Online Restless Multi-Armed Bandits with Long-Term Fairness Constraints

Authors: Shufan Wang, Guojun Xiong, Jian Li

AAAI 2024 | Conference PDF | Archive PDF | Plain Text | LLM Run Details

Reproducibility Variable Result LLM Response
Research Type Experimental Experimental results further demonstrate the effectiveness of our Fair-UCRL. In this section, we first evaluate the performance of Fair-UCRL in simulated environments, and then demonstrate the utility of Fair-UCRL by evaluating it under three real-world applications of RMAB.
Researcher Affiliation Academia Stony Brook University {shufan.wang, guojun.xiong, jian.li.3}@stonybrook.edu
Pseudocode Yes Algorithm 1: Fair-UCRL
Open Source Code No The paper does not provide any statement about releasing open-source code or a link to a code repository.
Open Datasets Yes We study the PASCAL recognizing textual entailment task as in Snow et al. (2008).
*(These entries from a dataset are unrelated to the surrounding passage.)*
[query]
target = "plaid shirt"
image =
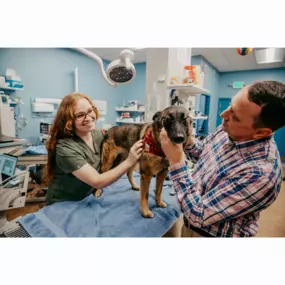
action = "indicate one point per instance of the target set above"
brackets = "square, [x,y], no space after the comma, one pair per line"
[231,183]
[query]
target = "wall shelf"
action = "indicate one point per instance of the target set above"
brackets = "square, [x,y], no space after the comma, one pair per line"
[200,118]
[11,88]
[190,89]
[129,110]
[128,122]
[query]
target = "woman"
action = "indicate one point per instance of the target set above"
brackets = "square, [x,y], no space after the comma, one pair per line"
[73,163]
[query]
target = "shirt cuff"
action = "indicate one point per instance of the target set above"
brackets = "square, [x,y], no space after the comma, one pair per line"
[178,170]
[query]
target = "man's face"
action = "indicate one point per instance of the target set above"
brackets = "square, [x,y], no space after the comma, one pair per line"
[239,118]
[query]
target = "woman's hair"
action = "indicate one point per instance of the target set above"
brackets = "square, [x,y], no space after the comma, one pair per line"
[62,127]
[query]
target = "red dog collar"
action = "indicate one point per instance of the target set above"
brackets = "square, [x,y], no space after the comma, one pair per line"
[150,146]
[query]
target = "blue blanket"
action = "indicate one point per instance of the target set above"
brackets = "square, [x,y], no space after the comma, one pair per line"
[116,213]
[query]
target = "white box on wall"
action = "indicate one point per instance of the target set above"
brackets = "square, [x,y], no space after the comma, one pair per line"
[101,106]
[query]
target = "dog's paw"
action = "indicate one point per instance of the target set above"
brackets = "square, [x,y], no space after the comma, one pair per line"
[161,204]
[148,213]
[98,193]
[136,187]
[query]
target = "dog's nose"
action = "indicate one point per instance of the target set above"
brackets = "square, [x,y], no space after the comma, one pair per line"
[179,139]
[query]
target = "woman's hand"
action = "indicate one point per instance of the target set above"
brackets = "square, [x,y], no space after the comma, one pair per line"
[135,153]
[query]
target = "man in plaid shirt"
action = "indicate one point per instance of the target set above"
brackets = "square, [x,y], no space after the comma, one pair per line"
[238,171]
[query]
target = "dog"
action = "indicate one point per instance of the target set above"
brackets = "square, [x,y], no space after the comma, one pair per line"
[118,140]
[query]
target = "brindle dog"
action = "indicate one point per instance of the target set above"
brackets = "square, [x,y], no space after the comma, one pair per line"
[119,139]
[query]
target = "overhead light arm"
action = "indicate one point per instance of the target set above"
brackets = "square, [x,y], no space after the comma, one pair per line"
[119,71]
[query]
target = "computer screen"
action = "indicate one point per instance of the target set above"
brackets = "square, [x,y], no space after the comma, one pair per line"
[8,164]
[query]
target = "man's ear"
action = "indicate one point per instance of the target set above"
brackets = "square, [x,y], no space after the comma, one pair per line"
[156,116]
[262,133]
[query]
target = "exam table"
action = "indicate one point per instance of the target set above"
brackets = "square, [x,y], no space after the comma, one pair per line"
[116,213]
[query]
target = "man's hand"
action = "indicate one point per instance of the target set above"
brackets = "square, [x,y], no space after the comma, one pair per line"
[173,152]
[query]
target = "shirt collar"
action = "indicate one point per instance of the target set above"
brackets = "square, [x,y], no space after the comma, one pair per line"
[248,146]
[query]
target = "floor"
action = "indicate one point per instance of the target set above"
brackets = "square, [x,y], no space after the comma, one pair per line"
[272,220]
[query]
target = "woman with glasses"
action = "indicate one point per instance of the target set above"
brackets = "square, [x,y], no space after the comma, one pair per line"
[72,170]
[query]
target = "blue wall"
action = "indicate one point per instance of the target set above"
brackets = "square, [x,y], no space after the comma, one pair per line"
[249,77]
[212,81]
[137,88]
[49,73]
We study the continuous positive airway pressure therapy (CPAP) as in Herlihy et al. (2023); Li and Varakantham (2022b). We study the land mobile satellite system problem as in Prieto-Cerdeira et al. (2010).
Dataset Splits No The paper describes an online learning setting with episodes, where the DM estimates transition kernels and reward functions by observing trajectories. It does not provide traditional train/validation/test splits for a static dataset.
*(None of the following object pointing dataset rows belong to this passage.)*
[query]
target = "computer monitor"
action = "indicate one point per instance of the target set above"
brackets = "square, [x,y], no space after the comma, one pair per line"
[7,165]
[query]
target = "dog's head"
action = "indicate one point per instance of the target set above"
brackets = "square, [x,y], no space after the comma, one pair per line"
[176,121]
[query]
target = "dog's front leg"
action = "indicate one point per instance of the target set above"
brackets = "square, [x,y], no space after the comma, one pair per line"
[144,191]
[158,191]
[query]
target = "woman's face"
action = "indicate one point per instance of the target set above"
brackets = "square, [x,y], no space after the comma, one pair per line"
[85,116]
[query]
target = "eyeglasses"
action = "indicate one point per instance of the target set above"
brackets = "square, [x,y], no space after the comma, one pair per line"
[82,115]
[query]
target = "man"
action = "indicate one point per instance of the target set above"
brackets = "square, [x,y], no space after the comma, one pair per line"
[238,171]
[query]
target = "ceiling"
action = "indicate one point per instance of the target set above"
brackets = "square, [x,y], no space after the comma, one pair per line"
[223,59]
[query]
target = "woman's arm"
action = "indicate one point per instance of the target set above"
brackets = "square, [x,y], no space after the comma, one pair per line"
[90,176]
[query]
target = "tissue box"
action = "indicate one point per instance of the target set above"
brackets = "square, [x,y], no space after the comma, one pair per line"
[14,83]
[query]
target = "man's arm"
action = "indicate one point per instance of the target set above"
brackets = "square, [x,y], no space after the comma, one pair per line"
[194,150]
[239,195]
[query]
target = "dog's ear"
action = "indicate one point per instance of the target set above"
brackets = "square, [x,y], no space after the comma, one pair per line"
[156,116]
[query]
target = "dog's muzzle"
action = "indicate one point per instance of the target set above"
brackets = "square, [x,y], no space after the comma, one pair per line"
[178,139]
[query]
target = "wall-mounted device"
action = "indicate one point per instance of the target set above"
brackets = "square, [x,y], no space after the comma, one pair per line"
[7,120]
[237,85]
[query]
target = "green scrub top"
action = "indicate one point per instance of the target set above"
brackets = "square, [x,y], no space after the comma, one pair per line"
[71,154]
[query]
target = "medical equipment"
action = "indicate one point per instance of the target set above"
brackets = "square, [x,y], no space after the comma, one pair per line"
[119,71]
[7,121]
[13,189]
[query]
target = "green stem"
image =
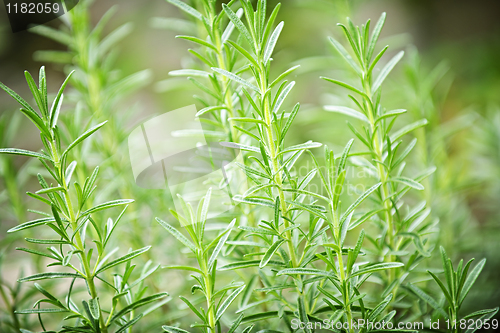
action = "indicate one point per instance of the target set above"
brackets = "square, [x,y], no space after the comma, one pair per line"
[208,291]
[275,163]
[383,176]
[89,275]
[342,274]
[10,308]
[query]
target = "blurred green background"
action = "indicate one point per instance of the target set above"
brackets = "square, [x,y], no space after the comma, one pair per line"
[450,75]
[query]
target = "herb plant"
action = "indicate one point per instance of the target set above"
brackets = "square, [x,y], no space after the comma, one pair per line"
[309,245]
[70,220]
[455,288]
[400,225]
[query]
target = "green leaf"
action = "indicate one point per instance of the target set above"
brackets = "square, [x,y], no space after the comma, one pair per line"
[198,41]
[223,307]
[31,224]
[94,308]
[407,182]
[248,120]
[107,205]
[123,259]
[172,329]
[174,232]
[407,129]
[471,278]
[345,85]
[289,121]
[270,252]
[22,152]
[189,72]
[137,304]
[221,243]
[46,276]
[56,105]
[281,98]
[34,311]
[417,241]
[347,111]
[244,53]
[442,286]
[238,24]
[375,35]
[303,313]
[236,78]
[302,146]
[271,44]
[83,137]
[248,263]
[183,268]
[482,320]
[128,324]
[50,190]
[377,267]
[358,202]
[428,299]
[186,8]
[283,75]
[342,51]
[18,98]
[479,313]
[305,271]
[391,113]
[386,70]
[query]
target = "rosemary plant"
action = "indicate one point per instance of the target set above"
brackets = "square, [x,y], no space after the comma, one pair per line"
[100,88]
[386,156]
[70,221]
[455,288]
[206,252]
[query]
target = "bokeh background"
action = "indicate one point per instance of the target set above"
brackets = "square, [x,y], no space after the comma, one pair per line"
[450,74]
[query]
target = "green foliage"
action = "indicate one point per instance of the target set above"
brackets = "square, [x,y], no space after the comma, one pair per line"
[70,224]
[458,284]
[206,252]
[387,154]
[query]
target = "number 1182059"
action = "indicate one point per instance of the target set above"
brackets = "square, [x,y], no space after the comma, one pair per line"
[33,8]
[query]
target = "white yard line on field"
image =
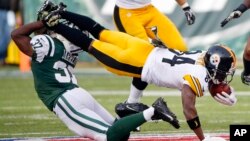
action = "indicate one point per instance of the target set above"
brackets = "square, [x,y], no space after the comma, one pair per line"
[152,93]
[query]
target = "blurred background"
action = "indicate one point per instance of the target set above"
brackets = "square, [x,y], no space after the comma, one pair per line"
[205,31]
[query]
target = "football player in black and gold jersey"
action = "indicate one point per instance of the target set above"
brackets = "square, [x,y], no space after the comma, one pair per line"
[122,54]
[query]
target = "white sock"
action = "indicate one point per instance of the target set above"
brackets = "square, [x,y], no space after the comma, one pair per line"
[148,113]
[135,95]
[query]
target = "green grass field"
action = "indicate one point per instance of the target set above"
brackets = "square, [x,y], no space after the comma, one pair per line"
[22,114]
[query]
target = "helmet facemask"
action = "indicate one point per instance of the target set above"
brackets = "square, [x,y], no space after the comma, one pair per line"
[220,64]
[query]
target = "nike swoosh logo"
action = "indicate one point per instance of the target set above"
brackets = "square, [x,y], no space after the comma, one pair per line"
[127,106]
[170,117]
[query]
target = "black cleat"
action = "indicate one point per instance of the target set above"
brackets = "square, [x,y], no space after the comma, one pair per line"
[245,79]
[126,109]
[163,112]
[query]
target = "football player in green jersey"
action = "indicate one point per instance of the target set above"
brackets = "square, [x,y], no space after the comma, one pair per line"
[52,61]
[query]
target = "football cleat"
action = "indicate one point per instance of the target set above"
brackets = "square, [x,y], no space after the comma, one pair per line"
[163,112]
[125,109]
[245,78]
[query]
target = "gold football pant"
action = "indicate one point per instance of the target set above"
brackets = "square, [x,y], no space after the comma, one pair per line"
[137,22]
[121,53]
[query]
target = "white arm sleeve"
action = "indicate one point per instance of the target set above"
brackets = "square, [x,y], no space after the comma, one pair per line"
[43,46]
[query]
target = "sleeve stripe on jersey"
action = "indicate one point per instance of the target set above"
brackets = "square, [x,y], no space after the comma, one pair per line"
[194,84]
[198,85]
[52,46]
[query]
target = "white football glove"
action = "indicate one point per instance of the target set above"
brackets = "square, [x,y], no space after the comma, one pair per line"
[225,98]
[235,14]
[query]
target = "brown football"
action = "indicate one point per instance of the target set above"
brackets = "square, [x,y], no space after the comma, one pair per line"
[218,88]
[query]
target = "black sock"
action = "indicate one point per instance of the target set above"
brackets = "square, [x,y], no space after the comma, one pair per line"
[246,66]
[75,36]
[121,129]
[84,23]
[139,84]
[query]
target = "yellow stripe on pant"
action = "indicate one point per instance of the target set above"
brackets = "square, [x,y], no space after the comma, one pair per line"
[121,53]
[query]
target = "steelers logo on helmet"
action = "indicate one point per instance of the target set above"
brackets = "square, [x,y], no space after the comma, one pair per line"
[215,60]
[220,62]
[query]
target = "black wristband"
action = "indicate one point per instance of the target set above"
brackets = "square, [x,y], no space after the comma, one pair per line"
[187,8]
[194,123]
[242,8]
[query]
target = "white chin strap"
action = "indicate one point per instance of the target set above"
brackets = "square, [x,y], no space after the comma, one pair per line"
[215,81]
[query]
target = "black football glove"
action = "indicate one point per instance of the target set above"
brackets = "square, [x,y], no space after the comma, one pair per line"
[190,16]
[235,14]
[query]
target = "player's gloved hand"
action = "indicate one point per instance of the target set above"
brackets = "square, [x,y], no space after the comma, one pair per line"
[52,19]
[225,98]
[47,7]
[207,138]
[235,14]
[190,16]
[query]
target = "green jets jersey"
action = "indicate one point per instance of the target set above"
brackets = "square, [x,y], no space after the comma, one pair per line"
[52,67]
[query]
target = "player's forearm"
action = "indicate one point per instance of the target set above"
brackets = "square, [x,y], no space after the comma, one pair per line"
[27,29]
[181,2]
[21,36]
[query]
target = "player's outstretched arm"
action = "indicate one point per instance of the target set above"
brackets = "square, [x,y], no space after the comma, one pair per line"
[21,36]
[190,112]
[190,15]
[237,12]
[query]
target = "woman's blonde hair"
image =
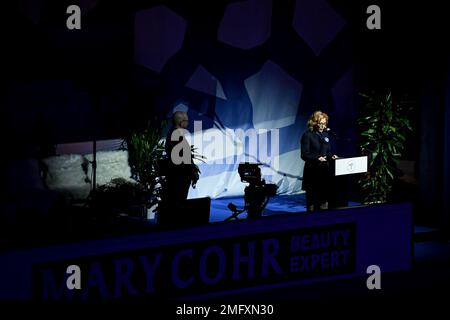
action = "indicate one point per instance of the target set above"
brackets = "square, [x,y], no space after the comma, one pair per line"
[315,118]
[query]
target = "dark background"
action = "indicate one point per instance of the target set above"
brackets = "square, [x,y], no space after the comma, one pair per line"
[45,65]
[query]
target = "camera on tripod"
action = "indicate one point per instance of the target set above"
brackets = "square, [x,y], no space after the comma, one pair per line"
[256,194]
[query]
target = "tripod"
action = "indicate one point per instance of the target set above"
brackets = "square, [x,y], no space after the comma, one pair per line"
[255,201]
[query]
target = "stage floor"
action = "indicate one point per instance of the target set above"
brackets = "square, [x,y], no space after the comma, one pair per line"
[276,205]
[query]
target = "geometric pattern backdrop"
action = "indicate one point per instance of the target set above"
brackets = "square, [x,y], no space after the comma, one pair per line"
[254,64]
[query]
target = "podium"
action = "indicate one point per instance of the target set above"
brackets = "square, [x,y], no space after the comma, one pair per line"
[340,170]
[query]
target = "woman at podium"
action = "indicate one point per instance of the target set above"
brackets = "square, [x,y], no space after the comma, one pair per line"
[316,152]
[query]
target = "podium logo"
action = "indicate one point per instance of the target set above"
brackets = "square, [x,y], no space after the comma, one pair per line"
[374,280]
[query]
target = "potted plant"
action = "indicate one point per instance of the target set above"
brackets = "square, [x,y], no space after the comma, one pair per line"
[146,152]
[384,124]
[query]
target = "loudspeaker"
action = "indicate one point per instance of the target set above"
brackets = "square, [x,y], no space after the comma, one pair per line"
[191,212]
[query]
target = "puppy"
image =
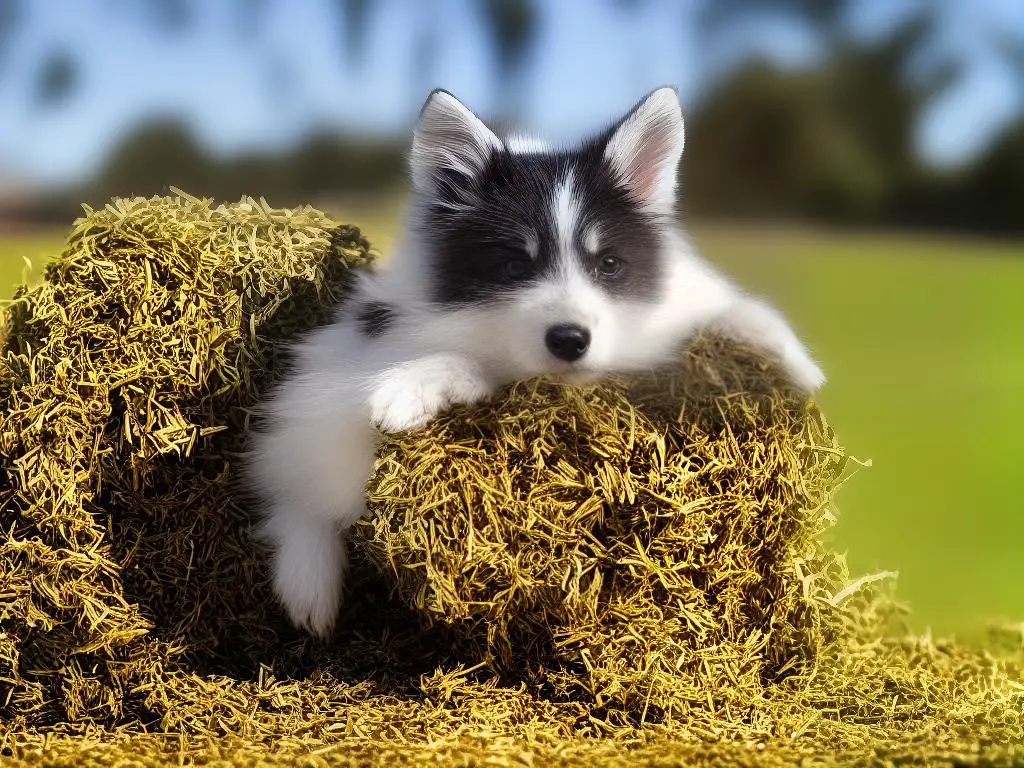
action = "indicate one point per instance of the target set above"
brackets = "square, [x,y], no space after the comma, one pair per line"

Hardware Specification No The paper does not provide specific hardware details (e.g., CPU, GPU models, or memory) used for running the experiments.
Software Dependencies No The paper does not list specific software dependencies with version numbers (e.g., programming languages, libraries, or frameworks).
Experiment Setup Yes The activation budget is set to 100. The minimum activation fraction η is set to be 0.1, 0.2 and 0.3 for the three classes of arms, respectively. We set K = H = 160. We use Monte Carlo simulations with 1, 000 independent trials. The budget is B = 5 and the fairness constraint is set to be a random number between [0.1, 0.7].